Bereits am 6. Juni 1944 waren amerikanische, britische und kanadische Truppen in der Normandie gelandet. Doch die Offensive der Alliierten kam bald zu einem vorläufigen Stillstand, und so wurden im deutschen Grenzgebiet in den folgenden Monaten Volkssturmmänner und Hitlerjungen zum »Schanzen«, zum Ausheben von Schützengräben, an den Westwall beordert. In Kusel hatten sich sämtliche Jungen im Alter ab 14 Jahren beim HJ-Oberscharführer zu melden. Das ging auch Fritz an. Die Mutter packte den Rucksack, Fritz hängte sich das Akkordeon um die Schulter. Am Bahnhof sollten sich die Jungen treffen. Die Mutter begleitete Fritz, was ihm wegen der schon im Transportzug wartenden Kollegen peinlich war. Schnell verabschiedete er sich von der Mutter und sprang aufs Trittbrett – da riß sie ihn in plötzlicher Verzweiflung wieder herunter: »Du bleibst da! Die sollen mir den Sohn nicht nehmen dürfen; schließlich bin ich Witwe und auf meinen einzigen Sohn angewiesen.« Und nahm ihn wieder nach Hause. Ein Verwarnungsschreiben des HJ-Oberscharführers lag tags darauf im Briefkasten. Und ein Wiederaufgebot zum »Schanzen« folgte auch; diesmal mußte Fritz mit.12
Anfang März 1945 gelang es amerikanischen Truppen, im Bereich der Eifel die deutschen Linien zu durchbrechen; daß die Truppen bald auch in Kusel einmarschieren würden, war nur noch eine Frage der Zeit. Allerdings wurde man über Einzelheiten dieser Offensive nur unzureichend unterrichtet. Unsicherheit und Angst machten sich breit: Ob der Einmarsch der Amerikaner wohl Befreiung bringen würde? Oder den Anfang neuer Schrecken und Greuel bedeutete? Fritz hielt diese Spannung und Ungewißheit kaum mehr aus. Zunehmend verstärkte sich in ihm das Gefühl, daß der Tod um ihn sei. Ein früher Tod würde es sein, das schien ihm gewiß. Er verbrachte diese Tage in einem Luftschutzkeller, meistens ganz allein mit sich selbst. Was er an Eßbarem auffinden konnte, nahm er mit. Im Halbdunkel, in endlosen Stunden ungewissen Wartens, ritzte er in sämtliches Eßgeschirr, das er bei sich hatte, Blechteller und Becher, Aluminiumkesselchen und Getränkeflasche, seinen Namen ein. Wie eine verzweifelte Bestätigung seiner selbst.
ZWEITES KAPITEL
Vom Rumpelstilzchen zur Winterreise: Ein Sänger wird entdeckt
18. März 1945, Palmsonntag, ein sonniger, aber noch kalter Frühlingsmorgen. Für Fritz Wunderlich ein ganz spezieller Tag: Heute sollte er konfirmiert werden. Vorbei war es mit den Kinder- und Jugendjahren. Den Kinderschuhen war er längst entwachsen; die letzten, harten Jahre hatten ihn geformt, und nicht zuletzt hatte ihm seine Mutter eine strenge Schule des Lebens beispielhaft vorgelebt. Fast hatten sie über der Vorbereitung des Festes die bedrohliche Stimmung vergessen, die seit Wochen über allem Tun lastete. Der Mutter war es gelungen, von den Eltern eines ihrer Musikschüler einen dunklen Anzug für Fritz zu borgen, und auch Lebensmittel, Wurst, Fleisch und Kuchen, hatte sie organisiert. Ein würdiges Fest sollte die Konfirmation ihres Sohnes allemal werden.
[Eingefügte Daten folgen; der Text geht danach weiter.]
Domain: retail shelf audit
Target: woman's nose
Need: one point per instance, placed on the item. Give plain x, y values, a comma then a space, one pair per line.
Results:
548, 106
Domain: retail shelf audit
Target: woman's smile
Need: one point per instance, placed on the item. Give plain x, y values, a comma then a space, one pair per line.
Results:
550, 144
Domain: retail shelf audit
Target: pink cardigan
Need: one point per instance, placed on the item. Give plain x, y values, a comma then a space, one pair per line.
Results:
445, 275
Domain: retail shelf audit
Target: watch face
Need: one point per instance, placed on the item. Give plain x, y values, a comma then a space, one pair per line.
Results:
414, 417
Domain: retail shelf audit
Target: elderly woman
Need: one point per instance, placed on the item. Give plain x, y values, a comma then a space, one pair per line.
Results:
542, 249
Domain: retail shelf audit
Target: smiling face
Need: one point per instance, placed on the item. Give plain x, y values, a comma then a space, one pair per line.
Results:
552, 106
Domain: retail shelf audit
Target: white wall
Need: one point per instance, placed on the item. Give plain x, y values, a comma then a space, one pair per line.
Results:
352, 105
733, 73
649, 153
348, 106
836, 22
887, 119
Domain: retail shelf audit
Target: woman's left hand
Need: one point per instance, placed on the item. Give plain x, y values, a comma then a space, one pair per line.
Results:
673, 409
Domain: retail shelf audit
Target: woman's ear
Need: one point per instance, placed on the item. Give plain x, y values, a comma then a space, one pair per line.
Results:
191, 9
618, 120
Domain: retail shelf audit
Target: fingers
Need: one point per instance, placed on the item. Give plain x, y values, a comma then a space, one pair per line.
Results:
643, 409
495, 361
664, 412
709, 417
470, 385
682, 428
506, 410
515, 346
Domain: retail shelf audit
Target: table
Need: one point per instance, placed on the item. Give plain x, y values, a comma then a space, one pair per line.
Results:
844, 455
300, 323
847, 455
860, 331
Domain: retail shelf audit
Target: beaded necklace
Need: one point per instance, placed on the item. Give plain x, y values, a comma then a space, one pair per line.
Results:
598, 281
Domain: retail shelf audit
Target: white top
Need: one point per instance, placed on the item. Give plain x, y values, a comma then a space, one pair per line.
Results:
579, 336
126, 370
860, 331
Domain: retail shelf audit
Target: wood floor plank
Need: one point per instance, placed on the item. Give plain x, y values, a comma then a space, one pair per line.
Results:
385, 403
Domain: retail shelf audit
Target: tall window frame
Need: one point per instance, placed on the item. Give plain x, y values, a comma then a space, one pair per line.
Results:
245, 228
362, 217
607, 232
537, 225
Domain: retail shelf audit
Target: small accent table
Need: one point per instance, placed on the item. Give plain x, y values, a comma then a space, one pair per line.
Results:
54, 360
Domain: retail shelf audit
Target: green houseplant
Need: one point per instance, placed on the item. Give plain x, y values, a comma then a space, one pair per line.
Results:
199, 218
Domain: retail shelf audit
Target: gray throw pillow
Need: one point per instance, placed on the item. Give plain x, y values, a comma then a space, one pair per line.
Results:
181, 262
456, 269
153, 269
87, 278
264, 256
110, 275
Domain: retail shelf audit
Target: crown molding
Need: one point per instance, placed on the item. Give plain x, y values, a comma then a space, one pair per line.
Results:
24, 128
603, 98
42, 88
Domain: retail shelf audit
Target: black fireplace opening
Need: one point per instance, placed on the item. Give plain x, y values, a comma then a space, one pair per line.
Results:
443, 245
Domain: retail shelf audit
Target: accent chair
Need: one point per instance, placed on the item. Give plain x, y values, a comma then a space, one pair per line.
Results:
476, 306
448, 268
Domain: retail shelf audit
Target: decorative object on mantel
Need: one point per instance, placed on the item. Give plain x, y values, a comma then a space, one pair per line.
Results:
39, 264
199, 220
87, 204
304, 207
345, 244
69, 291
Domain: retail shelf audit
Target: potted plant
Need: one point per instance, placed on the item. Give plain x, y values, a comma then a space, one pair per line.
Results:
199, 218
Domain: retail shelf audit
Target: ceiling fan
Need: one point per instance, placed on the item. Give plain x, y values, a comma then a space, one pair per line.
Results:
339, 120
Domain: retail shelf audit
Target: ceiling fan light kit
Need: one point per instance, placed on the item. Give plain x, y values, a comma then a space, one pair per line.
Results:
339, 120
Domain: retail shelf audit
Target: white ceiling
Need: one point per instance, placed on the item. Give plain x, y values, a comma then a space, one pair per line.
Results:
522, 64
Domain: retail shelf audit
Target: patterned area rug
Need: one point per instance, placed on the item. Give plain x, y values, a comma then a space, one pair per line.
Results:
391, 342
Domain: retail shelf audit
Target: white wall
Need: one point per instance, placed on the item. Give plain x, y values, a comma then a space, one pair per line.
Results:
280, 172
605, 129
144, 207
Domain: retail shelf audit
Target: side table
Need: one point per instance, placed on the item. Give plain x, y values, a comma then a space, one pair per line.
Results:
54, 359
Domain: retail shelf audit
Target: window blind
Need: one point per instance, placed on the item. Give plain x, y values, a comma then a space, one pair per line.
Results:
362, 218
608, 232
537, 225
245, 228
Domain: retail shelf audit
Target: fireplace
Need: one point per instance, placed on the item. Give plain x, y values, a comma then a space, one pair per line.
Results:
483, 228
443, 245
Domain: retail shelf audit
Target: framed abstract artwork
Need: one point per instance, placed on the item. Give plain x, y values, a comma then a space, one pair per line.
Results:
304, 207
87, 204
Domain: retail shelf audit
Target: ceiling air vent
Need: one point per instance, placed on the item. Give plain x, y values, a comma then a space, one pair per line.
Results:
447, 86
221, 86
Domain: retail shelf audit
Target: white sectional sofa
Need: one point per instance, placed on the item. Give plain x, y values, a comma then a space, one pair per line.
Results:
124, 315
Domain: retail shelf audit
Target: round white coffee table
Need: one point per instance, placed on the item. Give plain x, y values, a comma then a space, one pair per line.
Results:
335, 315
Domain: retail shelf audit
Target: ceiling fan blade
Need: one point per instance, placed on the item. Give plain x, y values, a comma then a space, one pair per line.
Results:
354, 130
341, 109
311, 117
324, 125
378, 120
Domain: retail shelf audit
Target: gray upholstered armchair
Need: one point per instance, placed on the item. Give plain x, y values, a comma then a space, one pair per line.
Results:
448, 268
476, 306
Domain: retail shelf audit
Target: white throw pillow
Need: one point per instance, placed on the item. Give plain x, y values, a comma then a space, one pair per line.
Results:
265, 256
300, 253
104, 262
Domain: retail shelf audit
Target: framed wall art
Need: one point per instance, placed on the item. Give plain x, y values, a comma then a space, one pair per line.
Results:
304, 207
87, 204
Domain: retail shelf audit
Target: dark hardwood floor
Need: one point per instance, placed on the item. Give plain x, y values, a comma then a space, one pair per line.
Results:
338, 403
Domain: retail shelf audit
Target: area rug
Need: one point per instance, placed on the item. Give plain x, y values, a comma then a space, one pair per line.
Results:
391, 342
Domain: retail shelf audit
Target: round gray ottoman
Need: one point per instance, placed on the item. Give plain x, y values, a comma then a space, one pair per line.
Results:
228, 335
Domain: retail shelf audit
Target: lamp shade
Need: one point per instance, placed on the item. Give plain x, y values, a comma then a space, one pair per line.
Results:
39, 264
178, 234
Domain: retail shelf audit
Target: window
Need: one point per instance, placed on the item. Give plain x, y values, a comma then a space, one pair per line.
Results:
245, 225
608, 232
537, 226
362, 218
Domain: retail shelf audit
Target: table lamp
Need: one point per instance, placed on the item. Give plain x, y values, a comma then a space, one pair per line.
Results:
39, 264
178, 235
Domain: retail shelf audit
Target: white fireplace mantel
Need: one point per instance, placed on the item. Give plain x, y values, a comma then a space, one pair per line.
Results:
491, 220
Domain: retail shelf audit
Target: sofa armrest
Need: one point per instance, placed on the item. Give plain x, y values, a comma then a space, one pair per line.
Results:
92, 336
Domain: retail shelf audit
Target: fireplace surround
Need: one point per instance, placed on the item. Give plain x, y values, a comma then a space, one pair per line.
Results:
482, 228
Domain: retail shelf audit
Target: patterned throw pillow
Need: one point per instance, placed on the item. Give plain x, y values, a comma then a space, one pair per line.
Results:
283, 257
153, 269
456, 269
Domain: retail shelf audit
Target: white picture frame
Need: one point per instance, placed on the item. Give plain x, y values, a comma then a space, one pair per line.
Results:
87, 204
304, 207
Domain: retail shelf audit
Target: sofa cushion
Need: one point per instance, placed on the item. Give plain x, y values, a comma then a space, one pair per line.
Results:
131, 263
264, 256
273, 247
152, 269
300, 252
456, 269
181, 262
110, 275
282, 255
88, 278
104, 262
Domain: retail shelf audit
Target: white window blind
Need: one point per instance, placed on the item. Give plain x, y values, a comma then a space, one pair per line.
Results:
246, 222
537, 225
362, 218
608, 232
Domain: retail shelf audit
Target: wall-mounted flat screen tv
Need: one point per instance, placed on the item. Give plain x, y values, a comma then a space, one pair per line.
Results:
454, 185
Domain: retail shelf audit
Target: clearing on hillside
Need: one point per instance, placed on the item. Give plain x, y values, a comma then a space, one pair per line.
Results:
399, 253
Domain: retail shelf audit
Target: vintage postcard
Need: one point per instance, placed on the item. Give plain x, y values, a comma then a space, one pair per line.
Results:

Auf sechs Uhr in der Frühe war die Konfirmation in der evangelischen Stadtkirche angesetzt. Die täglichen Tieffliegerangriffe zwangen zu dieser frühen Morgenstunde, zudem erhärteten sich Gerüchte, wonach die amerikanischen Truppen bereits bis ins Saarland vorgedrungen seien. Schwester Marianne war vorübergehend zu ihrer Schwägerin in eine Nachbargemeinde gezogen. Um fünf Uhr in der Früh kamen auch Fritz und die Mutter nach, unter dem Arm ein Bündel mit den Köstlichkeiten fürs Festessen. Die Mutter wollte dableiben; Marianne dagegen lieh sich zwei Fahrräder und fuhr mit Fritz zurück nach Kusel zum Konfirmationsgottesdienst. Eine feierliche Stimmung wollte allerdings nicht aufkommen; es fehlte an der nötigen Konzentration; die Gedanken waren anderswo. Plötzlich hörte man draußen das Detonieren von Bomben. Kaum hatte sich der Morgennebel gelichtet, flogen amerikanische Jagdbomber ihren ersten Einsatz über Kusel. Flugzeuglärm brauste über der Stadt, und schließlich wurde durch Druckwellen detonierender Bomben die Kirchentür aufgerissen. Kurzentschlossen segnete der Dekan alle Konfirmanden, dann wurde der Gottesdienst abgebrochen, und die Menschen flüchteten in die Schutzräume. Fritz aber und seine Schwester radelten wieder in die Nachbargemeinde zurück, wo die Mutter wartete. Man beschloß, sich in den niedrigen Gängen eines nahegelegenen alten Kalkstollens zu verstecken und der Dinge zu harren, die da kommen sollten. Die Amerikaner rollten in ihren Panzern vorbei; bald wurde die Parole laut, es sei alles vorbei und keine Gefahr mehr zu befürchten. Zögernd nahm jeder seine Habseligkeiten wieder an sich, und erschöpft machte man sich auf den Weg nach Hause. An eine Familienfeier dachte keiner mehr.13
Schon im Juli 1945 legten die Alliierten für das besiegte Deutsche Reich vier Besatzungszonen fest. Kusel wurde – wie überhaupt der Verwaltungsbezirk Mittelrhein-Saar samt einigen rechtsrheinischen Gebieten Hessens und dem südlichen Teil des Landes Baden-Württemberg – von französischen Truppen besetzt. Die Situation von 1918 schien sich zu wiederholen: Als die Alliierten im darauffolgenden Februar das Saarland aus der Besatzungszone wieder ausgliederten, wurde das legendäre Remigiusland erneut Grenzland. Wie einst zog sich nur wenige Kilometer von Kusel entfernt die Zollgrenze hin.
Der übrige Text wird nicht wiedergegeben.